Over at SCOTUSblog in this post titled "Argument preview: Category is: the categorical approach," Leah Litman sorts through the arguments made by the petitioner and the government. Here are parts of the start and the end of her intricate discussion:
Most of the Supreme Court’s ACCA cases address the meaning of ACCA’s various definitions of “violent felony.” But Shular’s case concerns the meaning of an ACCA provision that defines “serious drug offense.” In Section 924(e)(2)(A)(ii), Congress defined a “serious drug offense” to include an “offense under State law, involving manufacturing, distributing, or possessing with intent to manufacture or distribute, a controlled substance … for which a maximum term of imprisonment of ten years or more is prescribed by law.”
The probation office determined that Shular’s prior Florida convictions were serious drug offenses and recommended that Shular be sentenced under the ACCA. Shular objected, arguing that Congress defined “serious drug offense” as a series of generic offenses (manufacturing, distributing or possessing with intent) that do not match Florida’s drug offense. (Specifically, Shular argued that the generic definitions of the drug offenses contain mens rea, or criminal intent, elements, while Florida’s drug laws do not.)....

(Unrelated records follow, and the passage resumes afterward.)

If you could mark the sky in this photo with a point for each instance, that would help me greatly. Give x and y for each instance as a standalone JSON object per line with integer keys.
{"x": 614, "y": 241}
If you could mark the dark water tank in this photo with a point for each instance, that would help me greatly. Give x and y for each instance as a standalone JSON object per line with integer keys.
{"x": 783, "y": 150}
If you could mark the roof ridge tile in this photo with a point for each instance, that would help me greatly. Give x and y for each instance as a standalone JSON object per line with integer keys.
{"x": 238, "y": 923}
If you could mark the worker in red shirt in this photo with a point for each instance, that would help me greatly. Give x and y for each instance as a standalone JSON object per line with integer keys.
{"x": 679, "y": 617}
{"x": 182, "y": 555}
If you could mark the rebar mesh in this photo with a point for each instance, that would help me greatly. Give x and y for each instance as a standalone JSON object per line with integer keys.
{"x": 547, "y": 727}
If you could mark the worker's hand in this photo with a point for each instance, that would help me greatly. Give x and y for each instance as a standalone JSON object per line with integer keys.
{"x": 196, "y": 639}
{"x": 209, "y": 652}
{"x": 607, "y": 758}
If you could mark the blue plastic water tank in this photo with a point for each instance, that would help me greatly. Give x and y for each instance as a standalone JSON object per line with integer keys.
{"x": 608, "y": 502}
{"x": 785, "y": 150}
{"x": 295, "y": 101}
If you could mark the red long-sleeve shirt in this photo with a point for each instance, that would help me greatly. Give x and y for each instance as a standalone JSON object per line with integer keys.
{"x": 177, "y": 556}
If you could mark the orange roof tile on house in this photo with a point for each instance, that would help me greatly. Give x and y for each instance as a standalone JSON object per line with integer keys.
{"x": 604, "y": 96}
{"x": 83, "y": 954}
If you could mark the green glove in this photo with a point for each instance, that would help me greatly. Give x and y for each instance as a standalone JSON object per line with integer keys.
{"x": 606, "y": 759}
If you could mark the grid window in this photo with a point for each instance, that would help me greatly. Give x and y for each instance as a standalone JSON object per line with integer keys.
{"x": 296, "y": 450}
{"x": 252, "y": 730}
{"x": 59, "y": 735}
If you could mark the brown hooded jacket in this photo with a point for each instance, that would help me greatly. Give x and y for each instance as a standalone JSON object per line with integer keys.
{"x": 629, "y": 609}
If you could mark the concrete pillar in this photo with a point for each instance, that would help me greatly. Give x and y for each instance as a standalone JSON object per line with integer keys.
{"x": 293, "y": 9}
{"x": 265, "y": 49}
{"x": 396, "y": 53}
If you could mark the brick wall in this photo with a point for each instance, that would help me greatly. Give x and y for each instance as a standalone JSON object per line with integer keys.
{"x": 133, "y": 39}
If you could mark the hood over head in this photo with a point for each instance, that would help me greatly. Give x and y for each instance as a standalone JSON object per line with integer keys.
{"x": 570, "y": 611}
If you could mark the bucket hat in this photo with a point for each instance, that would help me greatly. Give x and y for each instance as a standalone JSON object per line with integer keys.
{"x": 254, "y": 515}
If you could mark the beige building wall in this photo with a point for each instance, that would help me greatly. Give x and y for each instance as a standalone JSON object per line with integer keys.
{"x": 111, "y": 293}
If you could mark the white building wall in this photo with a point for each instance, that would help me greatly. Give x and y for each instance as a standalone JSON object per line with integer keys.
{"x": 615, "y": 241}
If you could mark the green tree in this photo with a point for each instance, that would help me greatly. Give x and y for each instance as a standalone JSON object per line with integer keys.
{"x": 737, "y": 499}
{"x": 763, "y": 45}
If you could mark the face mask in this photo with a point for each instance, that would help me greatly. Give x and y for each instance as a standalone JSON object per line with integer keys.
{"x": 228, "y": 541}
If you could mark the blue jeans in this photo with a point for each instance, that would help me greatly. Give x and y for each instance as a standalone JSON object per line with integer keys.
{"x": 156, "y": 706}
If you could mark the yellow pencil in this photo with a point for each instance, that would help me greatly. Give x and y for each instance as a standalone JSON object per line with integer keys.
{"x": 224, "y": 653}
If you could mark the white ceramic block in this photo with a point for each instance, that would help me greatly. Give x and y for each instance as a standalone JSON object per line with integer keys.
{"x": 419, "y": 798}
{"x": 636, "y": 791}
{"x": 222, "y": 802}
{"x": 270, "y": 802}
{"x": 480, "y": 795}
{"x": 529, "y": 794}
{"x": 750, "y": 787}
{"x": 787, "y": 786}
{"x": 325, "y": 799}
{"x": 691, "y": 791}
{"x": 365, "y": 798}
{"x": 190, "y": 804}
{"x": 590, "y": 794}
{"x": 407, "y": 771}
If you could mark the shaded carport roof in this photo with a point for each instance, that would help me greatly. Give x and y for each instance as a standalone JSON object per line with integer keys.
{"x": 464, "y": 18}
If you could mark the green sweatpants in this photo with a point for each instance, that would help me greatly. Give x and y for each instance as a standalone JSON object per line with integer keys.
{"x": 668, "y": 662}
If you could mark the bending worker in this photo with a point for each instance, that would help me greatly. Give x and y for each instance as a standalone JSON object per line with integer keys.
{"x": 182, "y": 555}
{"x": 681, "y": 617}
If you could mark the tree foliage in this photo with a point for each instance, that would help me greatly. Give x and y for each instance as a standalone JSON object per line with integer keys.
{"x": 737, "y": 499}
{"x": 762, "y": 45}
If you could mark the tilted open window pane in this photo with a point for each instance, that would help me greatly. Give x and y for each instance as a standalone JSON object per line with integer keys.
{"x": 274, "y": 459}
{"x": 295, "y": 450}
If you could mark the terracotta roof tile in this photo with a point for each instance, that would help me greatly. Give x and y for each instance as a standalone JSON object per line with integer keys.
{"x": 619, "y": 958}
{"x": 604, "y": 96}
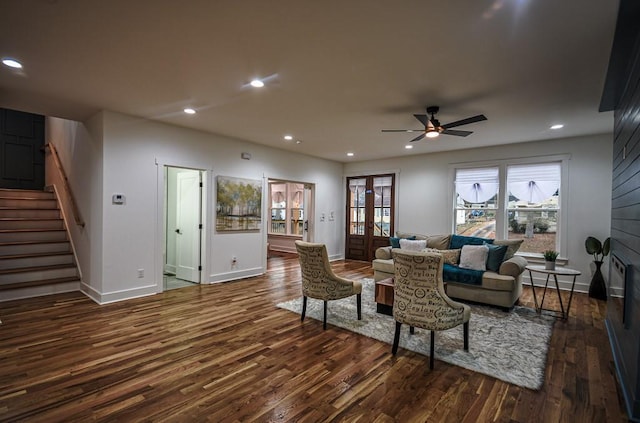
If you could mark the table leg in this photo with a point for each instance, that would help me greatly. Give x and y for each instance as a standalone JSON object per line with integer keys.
{"x": 555, "y": 277}
{"x": 533, "y": 288}
{"x": 544, "y": 293}
{"x": 573, "y": 285}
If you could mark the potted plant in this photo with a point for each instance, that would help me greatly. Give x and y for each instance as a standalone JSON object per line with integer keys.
{"x": 550, "y": 257}
{"x": 599, "y": 250}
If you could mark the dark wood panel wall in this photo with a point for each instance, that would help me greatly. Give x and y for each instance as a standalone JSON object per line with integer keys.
{"x": 623, "y": 78}
{"x": 21, "y": 150}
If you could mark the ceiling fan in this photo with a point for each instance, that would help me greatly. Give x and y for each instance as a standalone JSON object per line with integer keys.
{"x": 433, "y": 129}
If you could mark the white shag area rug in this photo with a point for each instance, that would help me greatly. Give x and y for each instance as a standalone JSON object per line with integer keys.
{"x": 510, "y": 346}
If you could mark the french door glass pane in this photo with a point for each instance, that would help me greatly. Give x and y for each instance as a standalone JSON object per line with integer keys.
{"x": 381, "y": 203}
{"x": 357, "y": 188}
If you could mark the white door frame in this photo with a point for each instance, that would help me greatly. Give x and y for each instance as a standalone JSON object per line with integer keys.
{"x": 161, "y": 209}
{"x": 188, "y": 234}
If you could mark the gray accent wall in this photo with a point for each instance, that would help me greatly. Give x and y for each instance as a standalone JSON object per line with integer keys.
{"x": 622, "y": 93}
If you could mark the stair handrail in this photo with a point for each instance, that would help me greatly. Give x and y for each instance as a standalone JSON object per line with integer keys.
{"x": 67, "y": 187}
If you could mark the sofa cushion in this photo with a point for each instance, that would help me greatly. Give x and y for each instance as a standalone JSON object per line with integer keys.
{"x": 395, "y": 241}
{"x": 513, "y": 267}
{"x": 457, "y": 274}
{"x": 413, "y": 245}
{"x": 495, "y": 257}
{"x": 441, "y": 242}
{"x": 457, "y": 241}
{"x": 449, "y": 256}
{"x": 382, "y": 265}
{"x": 512, "y": 246}
{"x": 410, "y": 235}
{"x": 497, "y": 282}
{"x": 474, "y": 257}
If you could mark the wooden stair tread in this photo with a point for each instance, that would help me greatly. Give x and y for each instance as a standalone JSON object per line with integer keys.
{"x": 11, "y": 219}
{"x": 34, "y": 255}
{"x": 32, "y": 230}
{"x": 18, "y": 285}
{"x": 32, "y": 242}
{"x": 24, "y": 190}
{"x": 37, "y": 268}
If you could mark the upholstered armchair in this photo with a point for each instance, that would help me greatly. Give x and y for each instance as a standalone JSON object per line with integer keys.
{"x": 319, "y": 281}
{"x": 420, "y": 300}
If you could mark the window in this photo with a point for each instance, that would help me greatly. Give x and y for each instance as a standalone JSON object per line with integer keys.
{"x": 287, "y": 204}
{"x": 476, "y": 201}
{"x": 511, "y": 201}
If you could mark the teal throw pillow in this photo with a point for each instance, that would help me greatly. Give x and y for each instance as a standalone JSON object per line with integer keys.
{"x": 395, "y": 242}
{"x": 457, "y": 241}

There is a good amount of text and structure for the Supreme Court to work with in this case. But the court may be interested in the implications of both sides’ interpretations. Shular is offering the court a tried-and-true approach that has come under fire in recent years. The government is asking the court to venture into new terrain, but also does not want the court to consider some of the harder questions and greyer areas that might result from the government’s approach. Oral argument could allow the justices to test out how the government’s proposed interpretation might work.